To determine which of the major isoenzymes of pyruvate kinase pancreatic islet pyruvate kinase most resembled, it was compared to pyruvate kinase from other tissues in kinetic and immunologic studies. The pattern of activation by fructose bisphosphate and the patterns of inhibition by alanine and phenylalanine were most similar to those of the M2 isoenzyme from kidney and were dissimilar to those of the isoenzymes from skeletal muscle (type M1) and liver (type L). The islet pyruvate kinase was inhibited by anti-M1 pyruvate kinase serum (which crossreacts with the M2 isoenzyme), but not by anti-L pyruvate kinase. These results are most consistent with islets possessing predominantly, if not exclusively, the M2 isoenzyme of pyruvate kinase.
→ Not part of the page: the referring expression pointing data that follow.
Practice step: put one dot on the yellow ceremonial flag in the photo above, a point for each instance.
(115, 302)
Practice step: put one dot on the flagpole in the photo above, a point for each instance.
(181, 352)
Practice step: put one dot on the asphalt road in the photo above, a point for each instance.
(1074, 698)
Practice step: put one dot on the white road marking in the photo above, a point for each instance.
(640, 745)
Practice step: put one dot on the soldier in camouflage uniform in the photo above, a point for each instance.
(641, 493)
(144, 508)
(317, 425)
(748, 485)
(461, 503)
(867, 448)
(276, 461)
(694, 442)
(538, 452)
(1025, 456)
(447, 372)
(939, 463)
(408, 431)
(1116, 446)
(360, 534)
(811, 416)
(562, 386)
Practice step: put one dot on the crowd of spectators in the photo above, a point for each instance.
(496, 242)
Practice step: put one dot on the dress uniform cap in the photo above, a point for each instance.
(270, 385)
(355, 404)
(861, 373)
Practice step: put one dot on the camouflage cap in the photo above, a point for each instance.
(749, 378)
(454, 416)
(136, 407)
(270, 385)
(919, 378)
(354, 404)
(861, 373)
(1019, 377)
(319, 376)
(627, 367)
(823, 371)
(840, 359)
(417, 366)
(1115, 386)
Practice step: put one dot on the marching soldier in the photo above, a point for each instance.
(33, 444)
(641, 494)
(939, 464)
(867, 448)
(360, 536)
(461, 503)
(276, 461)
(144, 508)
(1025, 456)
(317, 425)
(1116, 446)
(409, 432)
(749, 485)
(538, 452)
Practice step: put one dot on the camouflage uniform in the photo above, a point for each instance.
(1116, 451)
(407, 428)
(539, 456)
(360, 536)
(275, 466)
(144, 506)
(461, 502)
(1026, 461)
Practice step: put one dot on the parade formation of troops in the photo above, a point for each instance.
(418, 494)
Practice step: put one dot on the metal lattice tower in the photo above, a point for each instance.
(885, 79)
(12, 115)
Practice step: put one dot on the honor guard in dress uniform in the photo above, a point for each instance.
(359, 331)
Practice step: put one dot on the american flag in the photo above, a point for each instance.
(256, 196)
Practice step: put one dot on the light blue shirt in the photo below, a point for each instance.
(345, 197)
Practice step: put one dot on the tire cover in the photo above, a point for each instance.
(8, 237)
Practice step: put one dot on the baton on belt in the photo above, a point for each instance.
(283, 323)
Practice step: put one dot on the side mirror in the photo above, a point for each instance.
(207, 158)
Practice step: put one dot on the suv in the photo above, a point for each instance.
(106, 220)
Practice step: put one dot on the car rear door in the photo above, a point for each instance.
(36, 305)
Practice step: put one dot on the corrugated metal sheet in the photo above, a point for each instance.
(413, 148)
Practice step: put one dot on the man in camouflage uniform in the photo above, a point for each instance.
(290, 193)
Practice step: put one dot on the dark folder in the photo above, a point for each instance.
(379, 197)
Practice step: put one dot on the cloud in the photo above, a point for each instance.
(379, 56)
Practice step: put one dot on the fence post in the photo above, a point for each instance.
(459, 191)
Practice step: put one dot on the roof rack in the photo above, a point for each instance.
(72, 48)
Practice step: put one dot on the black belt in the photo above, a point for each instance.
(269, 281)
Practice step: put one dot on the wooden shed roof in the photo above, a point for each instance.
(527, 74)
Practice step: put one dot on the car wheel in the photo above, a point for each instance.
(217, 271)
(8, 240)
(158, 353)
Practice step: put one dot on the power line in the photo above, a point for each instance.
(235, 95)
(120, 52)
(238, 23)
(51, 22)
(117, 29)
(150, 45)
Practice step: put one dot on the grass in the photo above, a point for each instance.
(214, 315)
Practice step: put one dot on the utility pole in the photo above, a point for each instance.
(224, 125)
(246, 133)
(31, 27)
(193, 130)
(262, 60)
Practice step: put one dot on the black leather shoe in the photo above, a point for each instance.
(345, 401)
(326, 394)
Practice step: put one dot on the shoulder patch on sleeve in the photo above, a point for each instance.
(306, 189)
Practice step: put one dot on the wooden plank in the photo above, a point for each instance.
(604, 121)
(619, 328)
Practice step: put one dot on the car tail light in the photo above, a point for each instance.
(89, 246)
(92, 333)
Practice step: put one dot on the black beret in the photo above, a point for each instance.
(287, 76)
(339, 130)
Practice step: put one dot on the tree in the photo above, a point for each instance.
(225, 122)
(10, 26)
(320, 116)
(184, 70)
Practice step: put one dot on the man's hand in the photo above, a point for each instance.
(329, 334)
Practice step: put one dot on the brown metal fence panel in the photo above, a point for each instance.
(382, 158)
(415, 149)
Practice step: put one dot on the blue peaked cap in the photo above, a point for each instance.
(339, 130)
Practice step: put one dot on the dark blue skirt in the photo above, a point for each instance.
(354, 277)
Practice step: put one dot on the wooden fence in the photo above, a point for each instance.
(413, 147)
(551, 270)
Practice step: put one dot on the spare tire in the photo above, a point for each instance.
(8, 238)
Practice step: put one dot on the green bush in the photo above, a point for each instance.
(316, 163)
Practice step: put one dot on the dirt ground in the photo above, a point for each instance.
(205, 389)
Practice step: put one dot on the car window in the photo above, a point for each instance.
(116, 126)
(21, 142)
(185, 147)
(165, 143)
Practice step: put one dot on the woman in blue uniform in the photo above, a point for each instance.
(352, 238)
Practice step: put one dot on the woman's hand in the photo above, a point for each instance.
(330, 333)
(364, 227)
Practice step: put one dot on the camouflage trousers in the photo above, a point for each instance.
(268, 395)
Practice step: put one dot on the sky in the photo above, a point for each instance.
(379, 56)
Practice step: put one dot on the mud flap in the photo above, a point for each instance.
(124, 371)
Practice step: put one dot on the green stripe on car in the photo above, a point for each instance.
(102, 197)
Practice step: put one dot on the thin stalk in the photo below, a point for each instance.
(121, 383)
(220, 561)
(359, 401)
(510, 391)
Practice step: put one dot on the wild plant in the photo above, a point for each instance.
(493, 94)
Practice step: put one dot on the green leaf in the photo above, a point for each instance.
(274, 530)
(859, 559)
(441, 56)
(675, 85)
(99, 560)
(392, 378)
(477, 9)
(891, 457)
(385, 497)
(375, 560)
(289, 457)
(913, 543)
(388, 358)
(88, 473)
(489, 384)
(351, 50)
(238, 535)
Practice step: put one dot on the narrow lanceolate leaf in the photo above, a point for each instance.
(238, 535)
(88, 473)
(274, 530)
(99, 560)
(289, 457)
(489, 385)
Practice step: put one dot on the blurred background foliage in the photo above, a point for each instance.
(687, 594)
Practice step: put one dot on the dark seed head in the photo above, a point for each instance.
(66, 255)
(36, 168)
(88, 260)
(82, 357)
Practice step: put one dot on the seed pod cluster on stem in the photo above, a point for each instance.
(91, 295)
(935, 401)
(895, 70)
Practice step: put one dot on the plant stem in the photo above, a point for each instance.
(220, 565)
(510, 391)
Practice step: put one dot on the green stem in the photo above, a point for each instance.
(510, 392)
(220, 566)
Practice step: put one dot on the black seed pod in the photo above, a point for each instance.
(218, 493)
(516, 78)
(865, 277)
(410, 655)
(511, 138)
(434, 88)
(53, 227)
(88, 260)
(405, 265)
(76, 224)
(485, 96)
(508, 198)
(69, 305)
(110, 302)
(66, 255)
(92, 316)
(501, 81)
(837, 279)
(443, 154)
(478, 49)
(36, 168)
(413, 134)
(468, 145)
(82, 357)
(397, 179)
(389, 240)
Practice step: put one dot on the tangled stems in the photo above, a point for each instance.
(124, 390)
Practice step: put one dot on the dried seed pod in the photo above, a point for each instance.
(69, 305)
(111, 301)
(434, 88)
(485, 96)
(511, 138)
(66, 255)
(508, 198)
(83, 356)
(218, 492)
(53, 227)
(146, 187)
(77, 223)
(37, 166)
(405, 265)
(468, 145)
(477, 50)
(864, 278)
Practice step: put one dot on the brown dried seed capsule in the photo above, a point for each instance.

We previously showed that rat pancreatic islet cytosol contains protein kinases that can catalyze a calcium-activated phosphorylation of an endogenous peptide that has properties, such as subunit molecular weight and isoelectric pH, that are identical to those of the M2 and M1 isoenzymes of pyruvate kinase, and that islet cytosol can catalyze phosphorylation of muscle pyruvate kinase. In the present study it was shown that incubating islet cytosol with ATP under conditions known to permit phosphorylation and inhibition of liver pyruvate kinase did not affect the islet pyruvate kinase activity. It is concluded that phosphorylation of the islet pyruvate kinase has no immediate effect on enzyme activity.